2. Stopping things that aren’t effective is a great idea. Let me ask you this, though, in the context of the current discussion – knowing about “Anonymous” and other types of attackers changes exactly WHAT for you? What will you do differently? Where will you allocate more or less operational time? I think this kind of knowledge does exactly NOTHING for your overall security program unless a) you are a state agency that has to concern itself with groups of attackers that are politically motivated, or b) you have been specifically identified as a target, and need to react against a specific enemy.
While Dave may make a good point, he is ignoring the audience. The article was in CSO magazine, which is targeted at security leaders, not security do’ers. They need to be keeping an eye on the horizon.
As for spending more time doing things, it is far more important to evaluate the threats we really face so we can have a security posture grounded in current reality. We need to _stop_ doing some things that aren’t effective so we can find that additional 10% of time. Knowing the difference between what works and what doesn’t takes time, but it is time well spent.
Hi RH,
Except that i’m not. I’ve been there, and appreciate the whole “water cooler” thing. However, i see way too many security managers who wrap themselves in “governance” and rhetoric. C’mon.

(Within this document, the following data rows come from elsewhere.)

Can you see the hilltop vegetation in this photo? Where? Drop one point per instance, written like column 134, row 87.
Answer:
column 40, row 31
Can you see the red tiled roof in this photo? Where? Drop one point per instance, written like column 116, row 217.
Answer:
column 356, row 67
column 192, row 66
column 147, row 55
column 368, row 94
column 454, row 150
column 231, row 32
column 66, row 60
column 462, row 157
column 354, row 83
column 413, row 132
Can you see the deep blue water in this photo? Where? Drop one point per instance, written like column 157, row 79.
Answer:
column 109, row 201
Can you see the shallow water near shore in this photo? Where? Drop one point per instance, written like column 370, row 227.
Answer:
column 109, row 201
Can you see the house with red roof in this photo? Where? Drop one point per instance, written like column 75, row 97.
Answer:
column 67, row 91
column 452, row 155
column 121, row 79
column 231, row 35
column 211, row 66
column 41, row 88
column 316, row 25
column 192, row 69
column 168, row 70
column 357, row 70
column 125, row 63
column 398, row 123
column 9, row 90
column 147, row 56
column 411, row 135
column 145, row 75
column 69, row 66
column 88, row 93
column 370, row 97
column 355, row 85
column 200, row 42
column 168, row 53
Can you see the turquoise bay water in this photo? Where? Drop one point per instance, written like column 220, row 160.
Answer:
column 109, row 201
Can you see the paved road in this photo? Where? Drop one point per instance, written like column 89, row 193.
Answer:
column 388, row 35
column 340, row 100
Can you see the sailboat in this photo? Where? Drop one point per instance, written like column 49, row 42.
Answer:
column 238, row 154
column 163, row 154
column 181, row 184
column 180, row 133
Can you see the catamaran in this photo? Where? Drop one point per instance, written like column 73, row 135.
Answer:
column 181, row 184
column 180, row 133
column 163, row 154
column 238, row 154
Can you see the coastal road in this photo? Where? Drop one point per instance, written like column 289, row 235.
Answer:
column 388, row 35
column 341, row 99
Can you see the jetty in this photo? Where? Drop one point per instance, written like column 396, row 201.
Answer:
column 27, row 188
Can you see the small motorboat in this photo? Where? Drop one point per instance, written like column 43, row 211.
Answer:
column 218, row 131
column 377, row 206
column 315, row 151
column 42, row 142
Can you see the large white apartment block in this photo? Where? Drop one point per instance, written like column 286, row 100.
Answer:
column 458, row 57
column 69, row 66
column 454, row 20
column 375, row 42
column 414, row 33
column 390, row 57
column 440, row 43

I’m not ignorant to understanding the risk and threat landscape. But all talk, and reciting the latest incedible “news story” does … What? Ours is a discipline technical in nature, and relies on technical acumen to fully understand and articulate risk. If your career is built on “water cooler” topics, i’ll likely be reading about your organization in the news in the future. I for one have had enough of the “strategists” with no tactical knowledge or understanding.
Both of them are looking at different layers of the same pie.
CEOs and boards are not oblivious to security anymore. Its coming at them from their news shows (Stuxnet, Facebook-olutions in the ME), their kids (Sony PSN going down (and up, and down)), their government, etc. etc.
They want to know where they stand in the scheme of things without listening to the ages-old FUD. For those that need to do this explaining (and thus get the funding) and then to also better allocate those funds, Josh’s layer of the pie (the dough?) is the focus, his analysis, more than just being a different way of looking at the threat models also is closer to a non-security person’s way of looking at the world.
I think Dave mistakenly underestimates the importance of the water-cooler.